I didn't use a semaphore in this part because I surrounded it with a whole mutex this time, but I use it in the place to synchronize the end of the thread. The master thread must wait for all threads to complete their calculations before issuing an interrupt to the host. If there are 12 threads, the synchronization procedure is as follows.

  1. Each thread raises the semaphore by 1 when it finishes its calculation.
  2. After the master thread has lowered the semaphore 12 times, it issues an interrupt to the host and terminates.

It's very simple. Below is the code for that part.

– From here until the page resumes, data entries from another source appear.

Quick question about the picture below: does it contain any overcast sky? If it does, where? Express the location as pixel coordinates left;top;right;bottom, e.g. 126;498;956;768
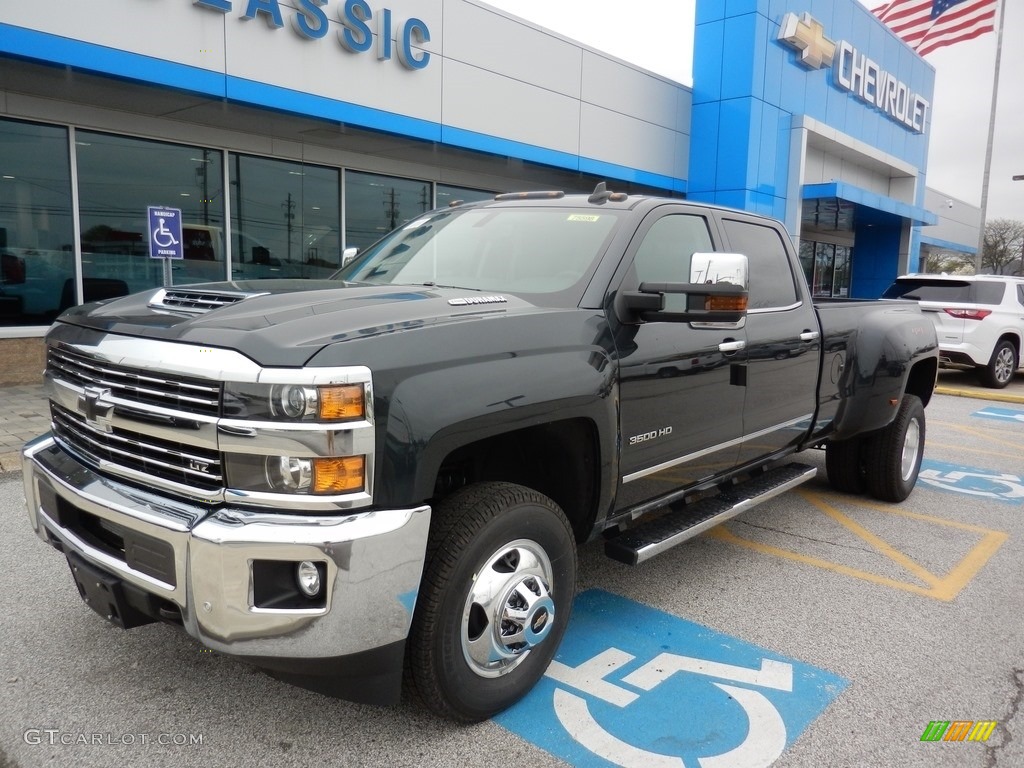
485;0;1024;220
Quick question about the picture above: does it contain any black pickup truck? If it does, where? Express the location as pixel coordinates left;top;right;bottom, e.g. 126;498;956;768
24;187;938;721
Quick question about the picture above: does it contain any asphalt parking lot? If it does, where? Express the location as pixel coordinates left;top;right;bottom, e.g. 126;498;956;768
0;395;1024;768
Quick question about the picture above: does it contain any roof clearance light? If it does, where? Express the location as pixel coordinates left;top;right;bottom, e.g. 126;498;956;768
707;296;746;312
943;307;992;319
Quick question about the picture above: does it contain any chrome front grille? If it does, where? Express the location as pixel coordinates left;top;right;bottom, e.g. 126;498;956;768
46;346;220;416
50;402;223;492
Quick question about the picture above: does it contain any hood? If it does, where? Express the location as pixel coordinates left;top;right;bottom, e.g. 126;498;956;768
59;280;545;368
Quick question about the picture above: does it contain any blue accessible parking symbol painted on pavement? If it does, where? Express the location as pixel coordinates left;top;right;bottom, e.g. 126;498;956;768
918;459;1024;504
495;590;847;768
971;408;1024;424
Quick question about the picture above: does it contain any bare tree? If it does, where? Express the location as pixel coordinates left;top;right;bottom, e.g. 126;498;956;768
924;251;974;274
981;219;1024;274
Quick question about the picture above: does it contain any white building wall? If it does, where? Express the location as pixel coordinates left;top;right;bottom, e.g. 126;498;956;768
0;0;692;191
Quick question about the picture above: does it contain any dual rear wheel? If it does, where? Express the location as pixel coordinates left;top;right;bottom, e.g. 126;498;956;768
825;394;925;502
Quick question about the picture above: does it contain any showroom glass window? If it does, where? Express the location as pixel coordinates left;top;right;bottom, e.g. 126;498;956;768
75;131;225;292
228;155;341;280
800;240;853;298
345;171;433;249
0;120;75;326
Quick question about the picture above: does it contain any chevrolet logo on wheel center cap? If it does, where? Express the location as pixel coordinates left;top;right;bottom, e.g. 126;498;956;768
778;13;836;70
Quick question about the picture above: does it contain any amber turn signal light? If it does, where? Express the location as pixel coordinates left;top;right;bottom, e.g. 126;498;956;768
312;456;367;494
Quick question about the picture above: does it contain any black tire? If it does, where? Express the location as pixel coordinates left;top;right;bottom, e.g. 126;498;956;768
978;339;1020;389
406;482;577;723
863;394;925;502
825;436;866;494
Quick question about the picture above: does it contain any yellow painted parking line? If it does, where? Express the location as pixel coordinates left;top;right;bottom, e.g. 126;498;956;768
931;421;1024;451
706;489;1010;602
935;386;1024;403
928;440;1021;460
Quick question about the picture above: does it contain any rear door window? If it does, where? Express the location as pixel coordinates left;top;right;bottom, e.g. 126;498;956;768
974;282;1007;304
722;218;798;309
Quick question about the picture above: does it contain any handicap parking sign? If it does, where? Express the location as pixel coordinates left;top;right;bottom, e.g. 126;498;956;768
146;206;185;259
495;590;847;768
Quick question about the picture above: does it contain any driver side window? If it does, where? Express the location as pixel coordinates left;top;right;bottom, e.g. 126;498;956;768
633;213;715;283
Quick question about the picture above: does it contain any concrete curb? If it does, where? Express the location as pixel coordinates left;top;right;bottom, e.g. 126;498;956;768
937;387;1024;405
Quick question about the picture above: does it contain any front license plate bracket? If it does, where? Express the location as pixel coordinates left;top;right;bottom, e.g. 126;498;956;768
68;552;155;630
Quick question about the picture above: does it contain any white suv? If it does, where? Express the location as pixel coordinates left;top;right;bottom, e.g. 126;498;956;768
882;274;1024;388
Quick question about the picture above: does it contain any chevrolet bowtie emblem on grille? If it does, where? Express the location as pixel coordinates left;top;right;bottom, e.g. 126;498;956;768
78;387;114;432
778;13;836;70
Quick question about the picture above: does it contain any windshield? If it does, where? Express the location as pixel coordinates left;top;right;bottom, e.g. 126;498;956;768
334;208;618;304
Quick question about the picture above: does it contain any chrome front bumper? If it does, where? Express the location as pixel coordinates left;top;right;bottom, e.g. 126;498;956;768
23;434;430;669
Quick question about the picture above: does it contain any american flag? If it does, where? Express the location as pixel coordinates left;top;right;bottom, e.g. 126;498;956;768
871;0;996;56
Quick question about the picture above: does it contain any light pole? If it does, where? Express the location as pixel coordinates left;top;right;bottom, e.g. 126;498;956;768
1013;173;1024;274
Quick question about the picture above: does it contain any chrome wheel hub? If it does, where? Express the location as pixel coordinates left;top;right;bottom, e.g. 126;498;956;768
461;539;555;678
900;419;921;482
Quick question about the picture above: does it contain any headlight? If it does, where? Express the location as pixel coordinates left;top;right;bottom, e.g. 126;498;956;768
270;384;319;419
224;454;367;496
224;384;369;422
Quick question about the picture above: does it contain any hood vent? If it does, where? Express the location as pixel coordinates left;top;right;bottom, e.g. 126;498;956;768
150;288;267;314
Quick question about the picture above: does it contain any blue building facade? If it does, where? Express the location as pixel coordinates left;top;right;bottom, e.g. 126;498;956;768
687;0;937;297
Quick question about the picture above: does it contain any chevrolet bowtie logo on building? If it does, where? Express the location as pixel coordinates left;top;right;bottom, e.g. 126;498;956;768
778;13;836;70
776;12;931;133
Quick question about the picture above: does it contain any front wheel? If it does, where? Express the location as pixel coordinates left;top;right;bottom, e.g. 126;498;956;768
407;482;577;723
864;394;925;502
979;339;1018;389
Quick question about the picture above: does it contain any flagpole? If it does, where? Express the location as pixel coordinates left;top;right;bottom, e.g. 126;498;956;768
974;0;1007;274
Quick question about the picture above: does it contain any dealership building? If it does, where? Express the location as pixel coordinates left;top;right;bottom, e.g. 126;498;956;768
0;0;980;383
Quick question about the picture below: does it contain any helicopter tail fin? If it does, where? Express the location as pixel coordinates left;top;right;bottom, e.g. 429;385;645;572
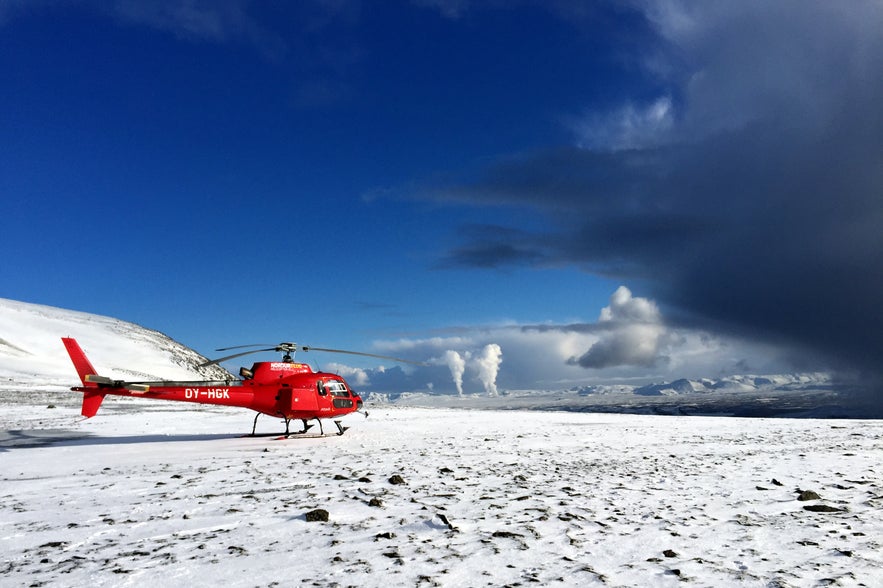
61;337;104;418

    sema_up(COMPLETED)  # Notify completion to the thread 0

    ...

    mov(null, uniform, set_flags=True)  # thread index

    jzc(L.skip_fin)
    nop(); nop(); nop()

    # Only thread 0 enters here.
    for i in range(n_threads):
        sema_down(COMPLETED)    # Wait completion of all threads.

    interrupt()

    L.skip_fin

    exit(interrupt=False)

Actually, I was thinking of making the processing of four blocks into a pipeline as shown in the figure below. I may try it when I have time.

path21629.png

benchmark

The code is below.

https://github.com/nineties/py-videocore/blob/master/examples/sgemm.py

As before, the matrix size is 96x363 for A and 363x3072 for B. With 12 threads, A was split into two and B was split into six, which was the fastest. I imagine that the cache for A (TMU) and the cache for B (Uniforms) are well balanced around here. I will do detailed research soon.

Implementation Number of threads Number of divisions of A Number of divisions of B Execution time Measured performance
numpy(BLAS) CPU1 thread - - 3.05 seconds 0.070 Gflops
pi-gemm QPU 12 threads - - 0.21 seconds 1.02 Gflops
my QPU 1 thread 1 1 0.23 seconds 0.95 Gflops
my QPU 12 threads 2 6 0.026 seconds 8.32 Gflops

Summary

--I tried single precision matrix multiplication on the GPU of Raspberry Pi. We were able to produce about 33% of the theoretical performance, about 8 Gflops. I think there is still room for effort, so I will do my best. ――It is about 120 times faster than numpy + BLAS and about 8 times faster than pi-gemm.

Just calculating (with double precision) with numpy + BLAS on my laptop (core i7-5600U 2.6GHz) is about the same speed. In other words, even if you try hard to use the GPU of Raspberry Pi, unfortunately it is faster to calculate with a normal computer. Pi-Zero is 600 yen, so it may be profitable if it is a price / performance ratio.